La thèse baissière/déflationniste a dominé. Un consommateur "à court d'argent" (emploi des ménages en juin -507 000), Walmart et Kroger qui baissent les prix pour défendre leur trafic, et la machine à coûts des marques de distributeur d'Aldi, tout cela pointe vers une érosion du pouvoir de fixation des prix des marques et un repli structurel vers le moins cher. Campbell reste l'exemple emblématique. InvestTalk(2 juillet) a de nouveau qualifié CPB de "piège à dividende" : la dette est passée de 4,7 à 6,4 Md$ pour une capitalisation d'environ 7 Md$, le free cash-flow est tombé à 683 M$, et le BPA est attendu en baisse de 27 % cette année.

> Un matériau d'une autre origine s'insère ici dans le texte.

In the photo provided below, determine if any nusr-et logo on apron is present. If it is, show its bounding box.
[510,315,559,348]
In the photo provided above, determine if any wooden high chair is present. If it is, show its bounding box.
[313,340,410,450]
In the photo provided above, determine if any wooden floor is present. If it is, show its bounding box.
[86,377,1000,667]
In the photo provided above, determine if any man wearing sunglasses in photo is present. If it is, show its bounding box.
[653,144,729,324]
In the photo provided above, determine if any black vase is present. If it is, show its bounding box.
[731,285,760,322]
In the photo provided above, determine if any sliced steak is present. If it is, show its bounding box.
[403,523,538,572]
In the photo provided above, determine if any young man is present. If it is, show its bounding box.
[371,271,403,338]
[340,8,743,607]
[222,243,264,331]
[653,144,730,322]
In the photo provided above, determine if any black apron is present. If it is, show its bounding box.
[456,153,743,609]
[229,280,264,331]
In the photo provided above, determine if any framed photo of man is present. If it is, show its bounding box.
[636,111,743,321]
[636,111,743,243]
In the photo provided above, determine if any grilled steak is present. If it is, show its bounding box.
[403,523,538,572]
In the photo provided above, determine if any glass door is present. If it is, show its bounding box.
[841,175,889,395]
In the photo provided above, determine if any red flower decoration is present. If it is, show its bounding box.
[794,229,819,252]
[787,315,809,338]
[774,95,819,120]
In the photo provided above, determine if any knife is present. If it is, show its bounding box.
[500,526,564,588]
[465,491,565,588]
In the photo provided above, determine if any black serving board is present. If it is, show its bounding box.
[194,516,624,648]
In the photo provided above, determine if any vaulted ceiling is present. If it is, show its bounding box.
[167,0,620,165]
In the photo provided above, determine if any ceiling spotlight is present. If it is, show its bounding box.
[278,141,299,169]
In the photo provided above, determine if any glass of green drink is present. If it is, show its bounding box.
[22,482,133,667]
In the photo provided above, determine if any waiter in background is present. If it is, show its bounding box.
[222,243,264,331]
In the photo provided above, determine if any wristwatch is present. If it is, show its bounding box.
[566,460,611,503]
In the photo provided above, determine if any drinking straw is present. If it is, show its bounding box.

La thèse haussière/de reprise s'est faite plus discrète, mais avec des preuves réelles. Le ralentissement du recul des volumes et le programme de réduction des coûts de General Mills, la discipline relutive de Kroger en matière de fusions-acquisitions, et les revenus à marge élevée du retail media qui s'accumulent, forment l'ossature de la thèse "2026 s'améliore." Le problème : le principal pilier haussier, la détente des marges via le recul du cacao et du café, est désormais menacé (voir ci-dessous).

Répercussions

Confiseurs et acheteurs de matières premières, surveillez El Niño. The SharePickers Podcast(4 juillet) a signalé que l'OMM a déclaré El Niño "officiellement développé et en renforcement rapide" (anomalie supérieure à 2 °C), avec un risque pour le cacao en Côte d'Ivoire et au Ghana, "les cabosses rétrécissent et la récolte s'effondre." Justin Waite a acheté du WisdomTree Cocoa (COCO), Coffee (COFF) et Sugar (SUGA). Sur The Daily Coffee Pro Podcast(3 juillet), la vétérante du secteur Lee Safar a affiché une forte confiance sur des anomalies de production et de qualité au Brésil (n°1 de l'arabica) et au Vietnam (n°1 du robusta), notant que les arbres "ont de la mémoire," de sorte que le stress de cette année se répercute sur la récolte de l'an prochain. Et sur Lemonade Stand(8 juillet), la tension sur le cacao pousse Barry Callebaut vers la R&D sur des alternatives sans cacao et synthétiques, rappelant qu'Hershey avait retiré la mention "chocolat" sur certaines barres. Résultat net : la thèse haussière du décalage de couverture menant à une détente en 2026 vient de se voir affubler d'un gros bémol.

Ce qui a changé

Deux changements par rapport à la semaine dernière. Les marques de distributeur ont retrouvé une voix : après une semaine sans aucun commentaire opérationnel, la direction commerciale d'Aldi a livré l'image de coûts structurels la plus claire de l'année. Et le récit cacao/café est passé de "prime de risque surévaluée" à "El Niño est là et se renforce" : la semaine dernière, le débat portait sur la validité de la thèse de surabondance ; cette semaine, le choc d'offre et le risque de prix à la hausse sont au premier plan, menaçant directement la thèse de détente des marges pour 2026. Toujours silencieuse : l'économie unitaire de DoorDash/Instacart, les épisodes de livraison apparus cette semaine portant sur la conformité alcool et l'assurance des chauffeurs, pas sur la marge de contribution par commande ni sur l'économie des MFC (centres de micro-exécution).